In the Service section, you see three services for which trace information is available: two SimpleBank services and one called jaeger-query. The latter gathers Jaeger internal traces and is of little use to you. You’re interested in the other two services listed: simplebank-profile and simplebank-settings. If you recall, the profile service was creating spans for the execution of an external call, as well as for the call to the settings service. Go ahead and select simplebank-profile and click Find Tracesat the bottom. Figure 12.14 shows the traces for the profile service.

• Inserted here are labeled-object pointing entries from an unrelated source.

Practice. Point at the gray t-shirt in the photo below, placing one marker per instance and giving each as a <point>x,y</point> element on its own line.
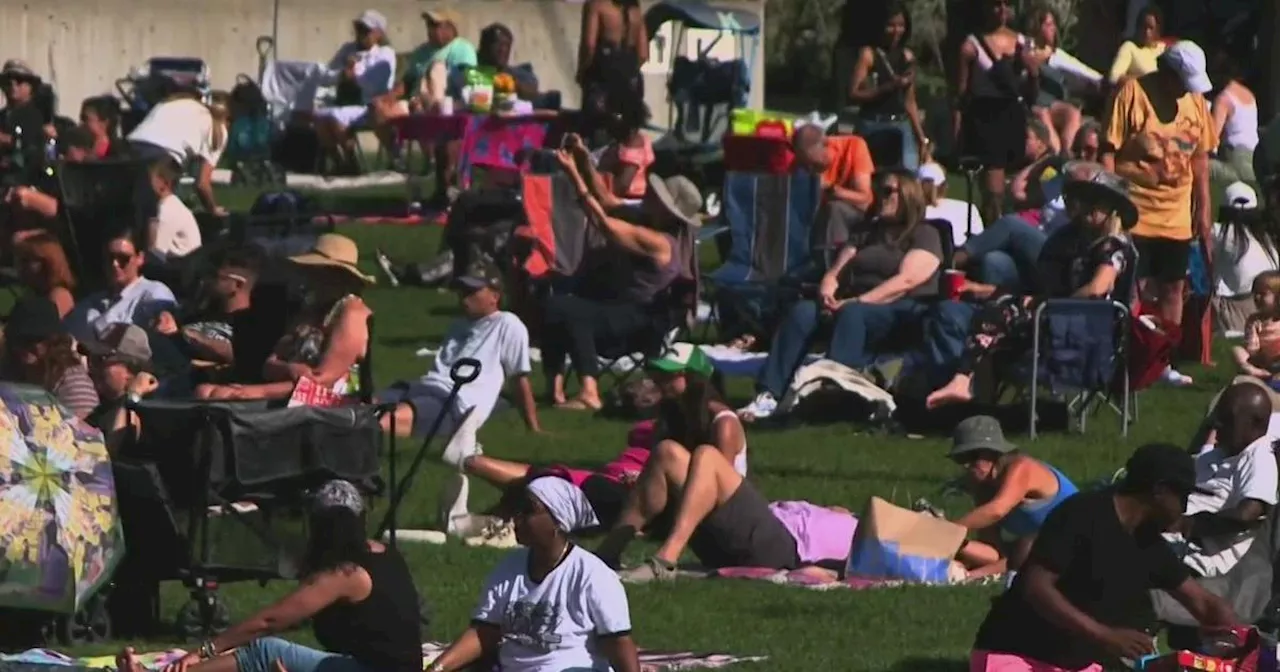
<point>880,259</point>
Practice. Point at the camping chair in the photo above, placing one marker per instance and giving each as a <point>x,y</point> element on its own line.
<point>99,199</point>
<point>771,220</point>
<point>1095,366</point>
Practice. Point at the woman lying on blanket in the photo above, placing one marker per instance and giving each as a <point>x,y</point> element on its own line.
<point>1013,494</point>
<point>690,415</point>
<point>1083,259</point>
<point>332,337</point>
<point>552,604</point>
<point>357,594</point>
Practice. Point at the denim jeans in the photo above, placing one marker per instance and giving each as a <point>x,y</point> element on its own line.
<point>946,328</point>
<point>261,654</point>
<point>858,329</point>
<point>867,128</point>
<point>1005,252</point>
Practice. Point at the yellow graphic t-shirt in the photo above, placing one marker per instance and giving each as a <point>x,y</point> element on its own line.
<point>1166,150</point>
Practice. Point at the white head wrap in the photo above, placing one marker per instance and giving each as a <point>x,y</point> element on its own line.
<point>566,503</point>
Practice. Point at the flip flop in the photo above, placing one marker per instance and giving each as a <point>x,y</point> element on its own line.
<point>576,405</point>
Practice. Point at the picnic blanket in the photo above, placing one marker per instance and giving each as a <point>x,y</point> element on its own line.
<point>650,661</point>
<point>817,580</point>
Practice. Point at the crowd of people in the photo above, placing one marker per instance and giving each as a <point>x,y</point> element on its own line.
<point>1111,209</point>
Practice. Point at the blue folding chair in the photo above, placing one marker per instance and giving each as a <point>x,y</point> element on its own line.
<point>769,219</point>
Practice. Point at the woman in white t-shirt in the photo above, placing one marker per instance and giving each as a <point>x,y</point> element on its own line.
<point>362,71</point>
<point>964,216</point>
<point>188,131</point>
<point>551,606</point>
<point>1243,247</point>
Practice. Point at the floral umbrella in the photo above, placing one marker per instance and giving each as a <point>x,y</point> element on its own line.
<point>59,531</point>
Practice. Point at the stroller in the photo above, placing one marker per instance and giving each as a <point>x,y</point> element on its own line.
<point>703,87</point>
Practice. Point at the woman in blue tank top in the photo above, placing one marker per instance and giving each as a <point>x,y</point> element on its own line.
<point>1013,494</point>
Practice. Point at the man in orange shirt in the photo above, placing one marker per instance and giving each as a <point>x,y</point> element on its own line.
<point>846,168</point>
<point>1157,135</point>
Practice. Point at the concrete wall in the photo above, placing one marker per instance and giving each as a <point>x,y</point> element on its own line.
<point>83,46</point>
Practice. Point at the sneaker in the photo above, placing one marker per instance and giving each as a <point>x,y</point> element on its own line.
<point>388,269</point>
<point>462,444</point>
<point>1173,376</point>
<point>760,407</point>
<point>453,501</point>
<point>497,534</point>
<point>652,570</point>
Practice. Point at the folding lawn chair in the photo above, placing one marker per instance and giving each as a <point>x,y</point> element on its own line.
<point>771,220</point>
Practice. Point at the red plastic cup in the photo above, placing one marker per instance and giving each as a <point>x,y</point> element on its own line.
<point>952,283</point>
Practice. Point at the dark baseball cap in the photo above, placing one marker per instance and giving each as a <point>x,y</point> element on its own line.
<point>479,277</point>
<point>33,319</point>
<point>1161,464</point>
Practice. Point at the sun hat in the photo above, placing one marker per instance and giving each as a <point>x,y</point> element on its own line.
<point>32,320</point>
<point>338,494</point>
<point>680,196</point>
<point>1091,181</point>
<point>682,359</point>
<point>1161,464</point>
<point>979,433</point>
<point>932,172</point>
<point>18,69</point>
<point>122,343</point>
<point>1242,196</point>
<point>1187,59</point>
<point>337,251</point>
<point>373,19</point>
<point>442,16</point>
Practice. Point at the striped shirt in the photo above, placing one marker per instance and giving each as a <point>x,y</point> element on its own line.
<point>76,391</point>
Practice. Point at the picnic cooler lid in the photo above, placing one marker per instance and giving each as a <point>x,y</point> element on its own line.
<point>896,543</point>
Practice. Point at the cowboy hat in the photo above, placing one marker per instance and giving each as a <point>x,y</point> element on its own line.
<point>336,251</point>
<point>679,196</point>
<point>1089,181</point>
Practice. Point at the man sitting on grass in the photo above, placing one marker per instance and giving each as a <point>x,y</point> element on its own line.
<point>1080,599</point>
<point>493,337</point>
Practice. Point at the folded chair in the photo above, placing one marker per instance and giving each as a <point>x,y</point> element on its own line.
<point>771,220</point>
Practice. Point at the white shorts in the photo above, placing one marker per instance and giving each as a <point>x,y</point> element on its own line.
<point>346,115</point>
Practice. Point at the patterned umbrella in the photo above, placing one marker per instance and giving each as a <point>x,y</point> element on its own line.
<point>59,533</point>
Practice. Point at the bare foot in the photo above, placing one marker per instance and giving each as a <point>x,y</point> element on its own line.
<point>954,392</point>
<point>127,662</point>
<point>580,405</point>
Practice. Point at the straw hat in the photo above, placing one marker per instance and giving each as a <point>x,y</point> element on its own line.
<point>336,251</point>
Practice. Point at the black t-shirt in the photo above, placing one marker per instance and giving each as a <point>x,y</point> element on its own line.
<point>880,259</point>
<point>383,631</point>
<point>1072,256</point>
<point>1102,570</point>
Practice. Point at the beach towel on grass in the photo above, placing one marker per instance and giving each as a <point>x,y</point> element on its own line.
<point>650,661</point>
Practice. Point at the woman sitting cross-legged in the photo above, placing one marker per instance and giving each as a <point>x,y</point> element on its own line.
<point>872,291</point>
<point>552,604</point>
<point>1083,259</point>
<point>1011,493</point>
<point>357,594</point>
<point>617,300</point>
<point>329,339</point>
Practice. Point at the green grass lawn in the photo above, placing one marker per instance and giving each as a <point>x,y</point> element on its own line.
<point>799,630</point>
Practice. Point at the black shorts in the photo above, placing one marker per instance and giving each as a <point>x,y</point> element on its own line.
<point>744,533</point>
<point>1164,260</point>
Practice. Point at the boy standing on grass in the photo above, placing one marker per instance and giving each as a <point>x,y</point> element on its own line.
<point>1082,598</point>
<point>173,233</point>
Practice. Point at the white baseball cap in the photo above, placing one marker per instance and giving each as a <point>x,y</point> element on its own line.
<point>1240,195</point>
<point>375,21</point>
<point>931,172</point>
<point>1187,59</point>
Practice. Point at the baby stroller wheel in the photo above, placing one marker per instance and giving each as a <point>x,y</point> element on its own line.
<point>90,625</point>
<point>204,616</point>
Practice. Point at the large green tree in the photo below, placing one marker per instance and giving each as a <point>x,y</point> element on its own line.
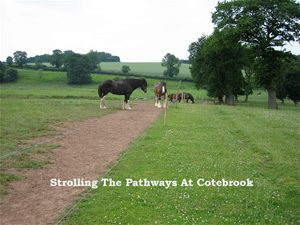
<point>9,61</point>
<point>57,58</point>
<point>172,63</point>
<point>288,83</point>
<point>262,25</point>
<point>217,61</point>
<point>79,69</point>
<point>20,58</point>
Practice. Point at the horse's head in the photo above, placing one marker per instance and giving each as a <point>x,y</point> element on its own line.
<point>144,85</point>
<point>163,87</point>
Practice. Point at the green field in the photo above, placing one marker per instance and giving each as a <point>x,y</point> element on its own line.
<point>199,142</point>
<point>204,142</point>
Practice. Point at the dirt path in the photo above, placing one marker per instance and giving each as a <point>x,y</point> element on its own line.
<point>84,154</point>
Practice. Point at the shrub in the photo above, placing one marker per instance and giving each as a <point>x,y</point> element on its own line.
<point>10,75</point>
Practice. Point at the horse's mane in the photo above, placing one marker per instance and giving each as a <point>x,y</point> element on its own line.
<point>133,82</point>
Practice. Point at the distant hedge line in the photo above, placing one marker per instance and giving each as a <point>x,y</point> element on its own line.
<point>45,68</point>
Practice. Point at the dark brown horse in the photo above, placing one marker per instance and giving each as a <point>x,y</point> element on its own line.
<point>125,87</point>
<point>159,90</point>
<point>171,97</point>
<point>186,96</point>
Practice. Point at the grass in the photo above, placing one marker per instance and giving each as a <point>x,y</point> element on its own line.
<point>53,85</point>
<point>199,141</point>
<point>209,142</point>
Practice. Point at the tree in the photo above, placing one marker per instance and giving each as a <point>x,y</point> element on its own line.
<point>78,69</point>
<point>262,25</point>
<point>172,63</point>
<point>288,83</point>
<point>9,61</point>
<point>20,58</point>
<point>94,58</point>
<point>217,62</point>
<point>125,69</point>
<point>3,67</point>
<point>38,62</point>
<point>56,59</point>
<point>249,71</point>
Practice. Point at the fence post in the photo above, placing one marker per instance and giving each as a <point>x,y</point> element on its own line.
<point>176,96</point>
<point>166,107</point>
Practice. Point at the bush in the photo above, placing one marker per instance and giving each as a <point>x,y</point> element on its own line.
<point>10,75</point>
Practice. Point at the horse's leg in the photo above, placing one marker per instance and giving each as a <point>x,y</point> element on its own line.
<point>127,102</point>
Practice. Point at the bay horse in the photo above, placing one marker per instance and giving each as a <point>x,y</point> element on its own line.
<point>186,96</point>
<point>159,90</point>
<point>125,87</point>
<point>171,97</point>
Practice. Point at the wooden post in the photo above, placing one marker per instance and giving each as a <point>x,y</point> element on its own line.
<point>176,96</point>
<point>166,107</point>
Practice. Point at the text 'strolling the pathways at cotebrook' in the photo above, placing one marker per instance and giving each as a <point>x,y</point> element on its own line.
<point>105,182</point>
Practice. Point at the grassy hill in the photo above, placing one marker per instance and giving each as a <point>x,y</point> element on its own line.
<point>147,68</point>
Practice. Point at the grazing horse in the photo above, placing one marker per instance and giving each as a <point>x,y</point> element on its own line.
<point>125,87</point>
<point>186,96</point>
<point>172,96</point>
<point>159,90</point>
<point>190,97</point>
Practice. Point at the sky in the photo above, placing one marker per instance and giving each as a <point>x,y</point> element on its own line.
<point>134,30</point>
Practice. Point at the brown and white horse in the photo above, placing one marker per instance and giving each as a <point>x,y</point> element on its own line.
<point>159,90</point>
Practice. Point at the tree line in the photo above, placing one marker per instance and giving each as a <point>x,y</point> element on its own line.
<point>241,51</point>
<point>78,66</point>
<point>57,58</point>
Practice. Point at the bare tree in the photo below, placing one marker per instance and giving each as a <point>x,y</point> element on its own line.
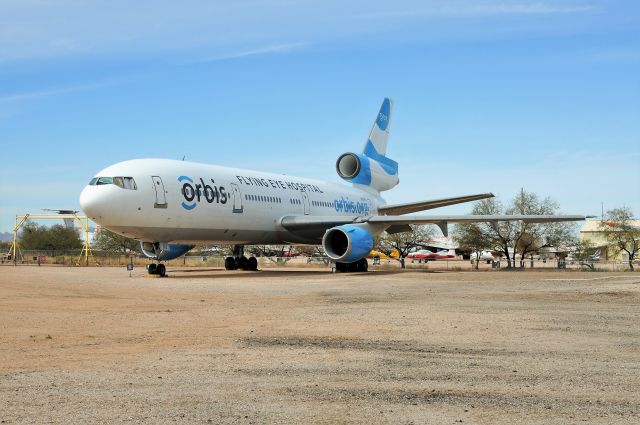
<point>404,241</point>
<point>511,237</point>
<point>469,236</point>
<point>623,235</point>
<point>113,243</point>
<point>530,237</point>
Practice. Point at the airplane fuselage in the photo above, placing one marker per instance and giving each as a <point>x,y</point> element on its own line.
<point>164,200</point>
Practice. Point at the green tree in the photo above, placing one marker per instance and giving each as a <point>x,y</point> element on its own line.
<point>621,233</point>
<point>469,236</point>
<point>55,238</point>
<point>403,242</point>
<point>584,253</point>
<point>113,243</point>
<point>515,237</point>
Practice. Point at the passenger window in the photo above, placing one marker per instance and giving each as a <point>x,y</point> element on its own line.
<point>130,183</point>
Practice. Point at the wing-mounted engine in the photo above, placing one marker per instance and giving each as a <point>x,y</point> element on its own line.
<point>381,174</point>
<point>347,243</point>
<point>164,251</point>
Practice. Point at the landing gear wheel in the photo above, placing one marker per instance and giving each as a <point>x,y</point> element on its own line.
<point>362,265</point>
<point>230,263</point>
<point>242,263</point>
<point>252,264</point>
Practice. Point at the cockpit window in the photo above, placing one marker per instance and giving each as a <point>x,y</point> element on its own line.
<point>104,180</point>
<point>122,182</point>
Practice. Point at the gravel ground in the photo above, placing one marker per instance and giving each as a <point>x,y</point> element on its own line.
<point>93,345</point>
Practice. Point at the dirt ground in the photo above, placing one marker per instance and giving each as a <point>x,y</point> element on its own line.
<point>93,345</point>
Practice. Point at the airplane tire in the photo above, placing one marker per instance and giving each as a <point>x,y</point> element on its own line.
<point>363,265</point>
<point>252,264</point>
<point>230,263</point>
<point>242,263</point>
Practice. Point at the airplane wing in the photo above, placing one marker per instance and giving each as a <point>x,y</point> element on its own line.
<point>399,209</point>
<point>316,223</point>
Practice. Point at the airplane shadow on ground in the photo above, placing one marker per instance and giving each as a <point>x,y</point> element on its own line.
<point>239,274</point>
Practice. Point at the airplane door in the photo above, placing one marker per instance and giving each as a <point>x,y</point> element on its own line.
<point>161,198</point>
<point>237,198</point>
<point>305,202</point>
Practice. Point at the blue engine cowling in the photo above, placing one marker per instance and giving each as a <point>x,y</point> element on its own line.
<point>164,251</point>
<point>347,243</point>
<point>374,170</point>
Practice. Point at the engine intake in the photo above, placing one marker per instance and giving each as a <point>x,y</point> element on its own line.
<point>347,243</point>
<point>379,172</point>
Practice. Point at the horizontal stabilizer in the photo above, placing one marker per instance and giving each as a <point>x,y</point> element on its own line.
<point>399,209</point>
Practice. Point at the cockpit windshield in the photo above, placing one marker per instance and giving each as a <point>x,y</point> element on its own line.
<point>122,182</point>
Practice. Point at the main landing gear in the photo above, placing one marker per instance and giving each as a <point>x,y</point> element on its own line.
<point>157,269</point>
<point>359,266</point>
<point>239,261</point>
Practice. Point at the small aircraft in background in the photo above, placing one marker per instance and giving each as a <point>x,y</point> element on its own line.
<point>484,256</point>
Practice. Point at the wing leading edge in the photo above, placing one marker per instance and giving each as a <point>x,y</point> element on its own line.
<point>399,209</point>
<point>306,223</point>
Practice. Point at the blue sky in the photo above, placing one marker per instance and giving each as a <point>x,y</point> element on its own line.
<point>489,95</point>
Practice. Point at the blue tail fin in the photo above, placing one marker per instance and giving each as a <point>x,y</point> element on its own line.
<point>376,146</point>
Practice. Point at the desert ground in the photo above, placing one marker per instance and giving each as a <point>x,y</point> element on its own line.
<point>94,345</point>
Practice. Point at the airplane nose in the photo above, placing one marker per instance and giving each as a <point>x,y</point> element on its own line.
<point>93,203</point>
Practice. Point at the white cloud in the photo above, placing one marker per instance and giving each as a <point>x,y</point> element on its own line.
<point>35,30</point>
<point>484,9</point>
<point>276,48</point>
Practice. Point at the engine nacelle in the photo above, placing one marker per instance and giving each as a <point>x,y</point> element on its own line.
<point>380,174</point>
<point>347,243</point>
<point>164,251</point>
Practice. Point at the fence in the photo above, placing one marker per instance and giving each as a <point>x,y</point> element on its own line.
<point>216,261</point>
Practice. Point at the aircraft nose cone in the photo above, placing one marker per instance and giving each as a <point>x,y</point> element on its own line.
<point>92,203</point>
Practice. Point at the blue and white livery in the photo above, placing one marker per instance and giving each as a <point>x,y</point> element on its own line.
<point>171,205</point>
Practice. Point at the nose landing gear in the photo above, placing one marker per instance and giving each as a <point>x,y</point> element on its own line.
<point>239,261</point>
<point>157,269</point>
<point>359,266</point>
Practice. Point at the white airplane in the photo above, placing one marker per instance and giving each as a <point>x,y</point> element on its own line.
<point>170,205</point>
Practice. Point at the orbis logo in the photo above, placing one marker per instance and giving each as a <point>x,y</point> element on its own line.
<point>194,193</point>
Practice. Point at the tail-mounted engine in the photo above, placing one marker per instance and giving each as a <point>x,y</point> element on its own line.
<point>380,174</point>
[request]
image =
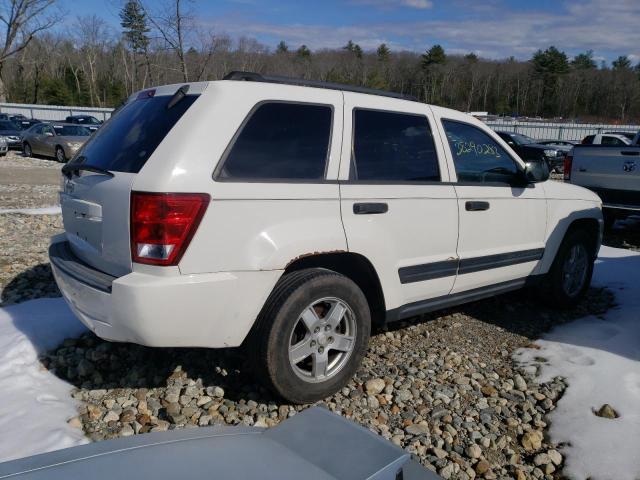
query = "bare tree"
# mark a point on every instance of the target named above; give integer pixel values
(22, 20)
(172, 22)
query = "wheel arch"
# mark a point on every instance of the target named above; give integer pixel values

The page lists six traces, and all of them have three spans across two services. This means you were able to collect information about the collaboration between two internal services and to get timing information about the execution. Figure 12.15 shows a detailed view of one of those traces.
In figure 12.15, you can see a timeline for the different steps of execution in a call to the profile service. You have information about the overall time of execution, as well as when each suboperation took place and for how long. The spans contain information about the operation, the component that generated them, and their execution times and relative positions, both in the timeline and in regards to dependencies with parent spans.
This information can be invaluable in order to know what’s going on in a distributed system. You can now visualize the flow of requests through different services and know how long each operation takes to complete. This simple setup allows you to both understand the flow of execution in a microservice architecture and identify potential bottlenecks that you can improve.
You also can use Jaeger to understand how different components in your system relate to each other. The top navigation menu bar has a Dependencieslink. By clicking it and then, in the page that comes up, selecting the DAG (direct acyclic graph) tab, you have access to the view illustrated in figure 12.16.
The example we used was a simple one, but it allows you to understand the power of tracing in a microservice architecture. Along with logging and metrics, it allows you to have an informed view of both the performance and the behavior of your system.